Masturbation : qu’attendons-nous pour nous prendre en main ?

Pourquoi l’orgasme est-il plus facile à atteindre avec la masturbation ? C’est sur ce thème que j’interviens ce vendredi sur RTL à partir de 15h dans l’émission de Flavie Flament « On est fait pour s’entendre ». L’occasion de faire un petit point, en ouvrant les poings.

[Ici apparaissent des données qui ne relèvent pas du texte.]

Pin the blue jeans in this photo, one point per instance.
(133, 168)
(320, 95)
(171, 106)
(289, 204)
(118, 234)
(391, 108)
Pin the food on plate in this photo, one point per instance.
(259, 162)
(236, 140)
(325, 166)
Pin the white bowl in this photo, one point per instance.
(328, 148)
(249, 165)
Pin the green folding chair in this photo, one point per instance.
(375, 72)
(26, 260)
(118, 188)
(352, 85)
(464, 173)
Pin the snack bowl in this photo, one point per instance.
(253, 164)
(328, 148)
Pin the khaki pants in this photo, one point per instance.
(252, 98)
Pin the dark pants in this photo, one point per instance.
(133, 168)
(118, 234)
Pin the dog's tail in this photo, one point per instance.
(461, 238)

A l’heure où nous faisons appel à un coach pour tout est n’importe quoi, il faudrait peut être se poser quelques minutes, réapprendre à écouter son intuition et arrêter d’attendre que tout vienne de l’autre. La seule personne qui sait ce qui est bon pour elle, c’est soi-même.

Et s’il y a un domaine où on n’est jamais mieux servi que par sa pomme, c’est bien la sexualité. Avec la pratique de la masturbation, il est en effet beaucoup plus facile d’être à l’écoute de son ressenti, de ses envies, ce qui n’est pas toujours évident avec un partenaire. Déjà, parce que l’on fait attention à l’image que l’on renvoie à l’autre.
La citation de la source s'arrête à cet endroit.